Other issue is that OpenCV color channels ordering is BGR (not RGB).

Replace target_color = (245,480,176) with:

target_color = (176, 180, 245)  # 176 applies the blue color channel

For testing we may save the mask to a PNG file.

Updated code sample:

import cv2
import os
import csv
import numpy as np

# Define the target color and color range (in RGB format)
#target_color = (245,480,176)
target_color = (176, 180, 245)  # OpenCV uses BGR channel ordring, and not RGB.
color_range = 20 #50  # range of 20 looks fine (at least for the first image).

# Define the folder containing the images
folder = "Data/pictures/renamed/"

# Define the path to the output CSV file
output_file = "Data/pictures/area.csv"

# Open the CSV file for writing
with open(output_file, 'w', newline='') as csvfile:
    writer = csv.writer(csvfile)

    # Write the header row
    writer.writerow(["Filename", "Percentage"])
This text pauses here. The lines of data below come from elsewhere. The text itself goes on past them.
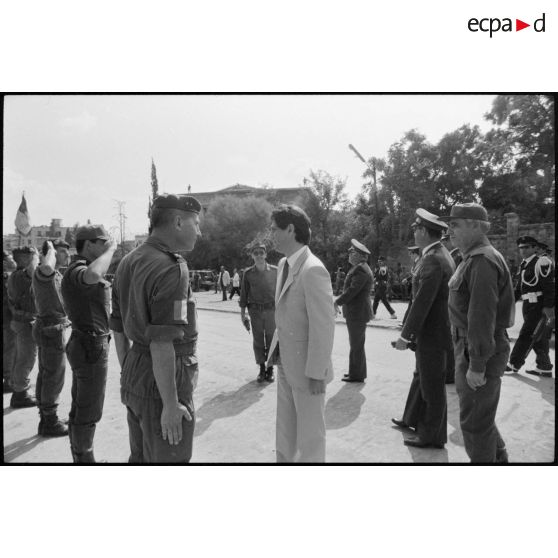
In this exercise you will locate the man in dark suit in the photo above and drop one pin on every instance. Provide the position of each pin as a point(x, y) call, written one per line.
point(428, 326)
point(357, 310)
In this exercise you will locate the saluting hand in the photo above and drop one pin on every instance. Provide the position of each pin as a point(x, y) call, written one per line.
point(475, 379)
point(171, 422)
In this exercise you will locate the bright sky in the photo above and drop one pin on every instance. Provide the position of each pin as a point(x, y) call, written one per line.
point(75, 155)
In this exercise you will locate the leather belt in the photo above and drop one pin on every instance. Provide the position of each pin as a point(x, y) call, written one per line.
point(526, 295)
point(180, 349)
point(264, 306)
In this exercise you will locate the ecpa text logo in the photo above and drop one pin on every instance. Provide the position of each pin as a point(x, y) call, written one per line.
point(494, 24)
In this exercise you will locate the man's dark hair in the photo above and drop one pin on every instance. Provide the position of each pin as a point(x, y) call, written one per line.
point(287, 214)
point(79, 245)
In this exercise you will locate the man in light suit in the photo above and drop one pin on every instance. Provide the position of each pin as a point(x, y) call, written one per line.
point(305, 325)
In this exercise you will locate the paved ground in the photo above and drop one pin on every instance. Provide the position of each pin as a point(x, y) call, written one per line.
point(236, 415)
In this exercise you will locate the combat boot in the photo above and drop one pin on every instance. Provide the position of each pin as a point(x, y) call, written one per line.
point(22, 399)
point(52, 427)
point(269, 374)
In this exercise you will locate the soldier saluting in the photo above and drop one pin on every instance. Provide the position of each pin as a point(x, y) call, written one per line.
point(535, 287)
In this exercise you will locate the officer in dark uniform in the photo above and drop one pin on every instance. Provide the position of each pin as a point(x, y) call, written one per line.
point(257, 293)
point(427, 326)
point(86, 297)
point(49, 331)
point(20, 296)
point(153, 307)
point(382, 282)
point(535, 286)
point(357, 310)
point(8, 336)
point(481, 308)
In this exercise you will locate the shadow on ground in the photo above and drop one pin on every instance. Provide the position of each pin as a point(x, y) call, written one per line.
point(14, 450)
point(344, 407)
point(227, 404)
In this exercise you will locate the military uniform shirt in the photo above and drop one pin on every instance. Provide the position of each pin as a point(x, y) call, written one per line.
point(20, 296)
point(258, 287)
point(481, 301)
point(48, 296)
point(88, 306)
point(152, 299)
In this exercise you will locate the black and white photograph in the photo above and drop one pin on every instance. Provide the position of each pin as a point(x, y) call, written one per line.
point(267, 278)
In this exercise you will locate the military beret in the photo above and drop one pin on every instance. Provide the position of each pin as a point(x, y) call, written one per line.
point(359, 247)
point(258, 246)
point(467, 211)
point(59, 243)
point(91, 232)
point(527, 240)
point(183, 203)
point(429, 220)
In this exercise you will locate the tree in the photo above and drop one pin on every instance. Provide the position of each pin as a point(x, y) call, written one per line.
point(519, 158)
point(229, 225)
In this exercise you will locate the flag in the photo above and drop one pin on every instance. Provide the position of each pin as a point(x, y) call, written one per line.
point(22, 222)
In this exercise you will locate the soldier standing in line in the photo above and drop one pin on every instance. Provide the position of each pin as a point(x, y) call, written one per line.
point(357, 310)
point(535, 287)
point(427, 325)
point(382, 282)
point(86, 297)
point(481, 308)
point(20, 296)
point(8, 336)
point(154, 320)
point(49, 331)
point(258, 295)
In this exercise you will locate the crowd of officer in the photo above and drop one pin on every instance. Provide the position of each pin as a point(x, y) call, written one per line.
point(463, 300)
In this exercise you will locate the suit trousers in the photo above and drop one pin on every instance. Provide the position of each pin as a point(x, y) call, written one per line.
point(477, 408)
point(432, 416)
point(301, 431)
point(263, 326)
point(357, 356)
point(532, 313)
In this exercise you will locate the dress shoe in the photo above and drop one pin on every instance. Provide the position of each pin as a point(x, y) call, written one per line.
point(539, 372)
point(416, 442)
point(269, 377)
point(400, 423)
point(22, 399)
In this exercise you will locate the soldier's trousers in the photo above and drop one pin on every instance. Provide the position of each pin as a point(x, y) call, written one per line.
point(26, 355)
point(477, 408)
point(381, 295)
point(8, 351)
point(51, 342)
point(263, 326)
point(532, 313)
point(357, 356)
point(144, 408)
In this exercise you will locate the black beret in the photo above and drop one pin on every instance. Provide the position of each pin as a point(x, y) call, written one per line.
point(527, 240)
point(183, 203)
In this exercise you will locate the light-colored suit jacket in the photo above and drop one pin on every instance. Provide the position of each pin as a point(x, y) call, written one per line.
point(305, 321)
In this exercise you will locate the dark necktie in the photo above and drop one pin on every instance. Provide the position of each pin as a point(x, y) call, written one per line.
point(285, 274)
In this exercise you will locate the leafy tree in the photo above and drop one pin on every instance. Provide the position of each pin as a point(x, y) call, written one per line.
point(228, 227)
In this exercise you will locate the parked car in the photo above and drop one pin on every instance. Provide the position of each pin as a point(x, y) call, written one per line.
point(206, 279)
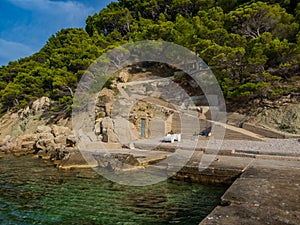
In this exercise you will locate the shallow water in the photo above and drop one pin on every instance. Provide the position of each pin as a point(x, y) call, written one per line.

    # Loop over every file in the folder
    for filename in os.listdir(folder):

        # Make sure the file is an image
        if filename.endswith(".jpg") or filename.endswith(".jpeg") or filename.endswith(".png"):

            # Construct the full path to the image
            filepath = os.path.join(folder, filename)

            # Load the image
            img = cv2.imread(filepath)

            # Calculate the percentage of the image that is within the color range of the target 
            lower_bound = np.clip(np.array(target_color) - color_range, 0, 255)
            upper_bound = np.clip(np.array(target_color) + color_range, 0, 255)
            mask = cv2.inRange(img, lower_bound, upper_bound)
            cv2.imwrite('mask.png', mask)  # Save mask for testing
            num_pixels = img.shape[0] * img.shape[1]
            target_pixels = cv2.countNonZero(mask)
            percentage = (target_pixels / num_pixels) * 100

            # Write the filename and percentage to the CSV file
            writer.writerow([filename, percentage])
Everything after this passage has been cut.